Meet Esmeralda, an ant made from wenge (pronounced wheng-gay, a hardwood native to equatorial Africa), copper and black polycarbonate. The body is about 15cm long - 18cm including legs and antennae. The idea for the ant and both the spiders, Boris and Arthur, came from Adrian Tchaikovsky’s extraordinary "Children of Time" where spider evolution is fast-tracked and they become the dominant, highly intelligent species, frequently at war with the ants, also highly developed.
This was another lockdown project but it was shelved for a while as the wood was pretty hard to work and I got stuck on how to make the mandibles and the petiole (the section immediately after the abdomen). Come to think of it, the thorax was swine to carve too.
The eyes are made from cylinders cut from a sheet of 3.5mm black polycarbonate, rounded and polished.

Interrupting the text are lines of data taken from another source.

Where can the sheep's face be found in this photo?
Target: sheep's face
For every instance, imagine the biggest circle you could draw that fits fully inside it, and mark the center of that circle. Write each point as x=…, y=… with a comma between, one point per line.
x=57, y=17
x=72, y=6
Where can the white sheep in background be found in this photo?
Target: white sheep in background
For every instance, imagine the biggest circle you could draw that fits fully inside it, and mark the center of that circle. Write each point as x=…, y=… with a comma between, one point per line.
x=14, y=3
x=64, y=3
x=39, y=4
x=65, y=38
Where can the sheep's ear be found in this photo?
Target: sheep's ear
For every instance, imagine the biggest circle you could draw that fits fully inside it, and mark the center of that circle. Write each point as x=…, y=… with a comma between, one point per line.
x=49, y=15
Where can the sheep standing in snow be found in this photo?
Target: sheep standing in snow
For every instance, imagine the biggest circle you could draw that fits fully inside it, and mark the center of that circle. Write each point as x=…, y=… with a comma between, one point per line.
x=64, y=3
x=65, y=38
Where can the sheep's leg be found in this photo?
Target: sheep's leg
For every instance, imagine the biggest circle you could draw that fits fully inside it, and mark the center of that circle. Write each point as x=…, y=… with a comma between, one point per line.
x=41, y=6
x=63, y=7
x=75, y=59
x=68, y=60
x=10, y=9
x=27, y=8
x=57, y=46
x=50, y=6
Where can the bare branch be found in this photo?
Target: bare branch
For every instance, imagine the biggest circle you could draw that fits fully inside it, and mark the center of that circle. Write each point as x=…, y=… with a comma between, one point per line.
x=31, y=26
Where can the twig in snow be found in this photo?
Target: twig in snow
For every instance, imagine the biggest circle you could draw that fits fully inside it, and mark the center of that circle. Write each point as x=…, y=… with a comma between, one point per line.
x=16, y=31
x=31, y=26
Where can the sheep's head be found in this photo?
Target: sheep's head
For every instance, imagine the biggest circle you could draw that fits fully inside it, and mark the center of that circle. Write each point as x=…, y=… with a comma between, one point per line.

The mandibles are made from copper wire, the ends having been beaten flat and curved round.
The four parts of the body are joined with heavier duty copper wire and separated from each other with tiny o-rings. The wire is lightly crimped to increased the grip in the holes in the wood.
The legs increase in length from front to back in the ratio 13:14:15 with the longest being about 75% of the length of the ant. As with the spiders I've made, the limb joints are created by sawing halfway through the wire with a hacksaw and bending at this point. The feet are made by beating the ends of the copper on an anvil.
The copper is finished with liver of sulfur which oxidises the copper with a black to gunmetal blue patination. Interestingly, the natural colour of the copper shows though on the outside of these bends and mimics the pattern of the wenge.